Zebco Topic, seit Jahren vollstens zufrieden! Und kostet wirklich nicht die Welt.


Petri


Megger


----------



## schrauber78 (20. Juni 2008)

*AW: Welche Angelschnur???*

Meine Favoriten für Monos sind die Balzer Platinum Royal und die Berkley Trilene Sensation


----------



## Khaane (20. Juni 2008)

*AW: Welche Angelschnur???*

Ich würde dem Threadstarter empfehlen die Schnurlaufröllchen nachzuölen, bevor er überhaupt neue Schnur aufzieht.

Wenn ein guter Lauf dort nicht gewährleistet ist, dann kann man auch die neueste und beste Schnur nach 1-2 mal fische, völlig vergessen.

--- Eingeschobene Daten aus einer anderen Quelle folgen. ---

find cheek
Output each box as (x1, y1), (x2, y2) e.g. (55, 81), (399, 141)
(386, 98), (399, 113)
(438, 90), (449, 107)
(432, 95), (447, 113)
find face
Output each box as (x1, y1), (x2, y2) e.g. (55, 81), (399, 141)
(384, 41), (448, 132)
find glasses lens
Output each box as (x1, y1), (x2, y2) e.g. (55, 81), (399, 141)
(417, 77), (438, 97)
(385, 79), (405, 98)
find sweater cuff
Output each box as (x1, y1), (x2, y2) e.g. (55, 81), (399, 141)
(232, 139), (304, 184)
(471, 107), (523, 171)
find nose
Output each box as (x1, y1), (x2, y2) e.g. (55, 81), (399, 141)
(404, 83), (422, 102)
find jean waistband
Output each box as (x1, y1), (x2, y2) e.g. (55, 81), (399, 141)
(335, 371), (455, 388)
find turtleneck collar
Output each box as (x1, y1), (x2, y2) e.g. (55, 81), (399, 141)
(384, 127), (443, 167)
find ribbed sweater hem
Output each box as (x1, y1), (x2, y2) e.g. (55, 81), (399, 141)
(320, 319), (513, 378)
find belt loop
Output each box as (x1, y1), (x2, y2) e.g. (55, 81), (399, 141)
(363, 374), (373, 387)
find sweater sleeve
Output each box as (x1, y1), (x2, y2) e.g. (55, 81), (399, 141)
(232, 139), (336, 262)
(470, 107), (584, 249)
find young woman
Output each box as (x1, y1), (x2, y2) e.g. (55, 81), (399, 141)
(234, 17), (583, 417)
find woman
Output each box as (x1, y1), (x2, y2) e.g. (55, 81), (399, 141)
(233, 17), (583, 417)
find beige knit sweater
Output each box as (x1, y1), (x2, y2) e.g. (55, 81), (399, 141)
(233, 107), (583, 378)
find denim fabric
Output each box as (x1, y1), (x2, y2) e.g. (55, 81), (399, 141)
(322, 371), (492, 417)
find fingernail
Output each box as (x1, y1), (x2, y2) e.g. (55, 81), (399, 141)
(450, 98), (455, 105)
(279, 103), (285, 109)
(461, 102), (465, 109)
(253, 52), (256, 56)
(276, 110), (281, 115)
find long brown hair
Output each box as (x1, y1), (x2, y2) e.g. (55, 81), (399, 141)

Von Billigschnüren halte ich persönlich überhaupt nichts, gerade die Baumarktschnüre sind fragwürdig, wenn sie nicht von einem Markenhersteller stammen.|uhoh:

Siehe LIDL-Schnur, da gibts auch einige Spezis die die Schnur tatsächlich empfehlen..........deshalb sollte man die Tipps und Empfehlungen im Forum teilweise anzweifeln.#d

PS:  Habe mir diverse Rollen Sufix Magic Touch zugelegt für 4-6 € die Großspule und bin sehr zufrieden mit dieser.


----------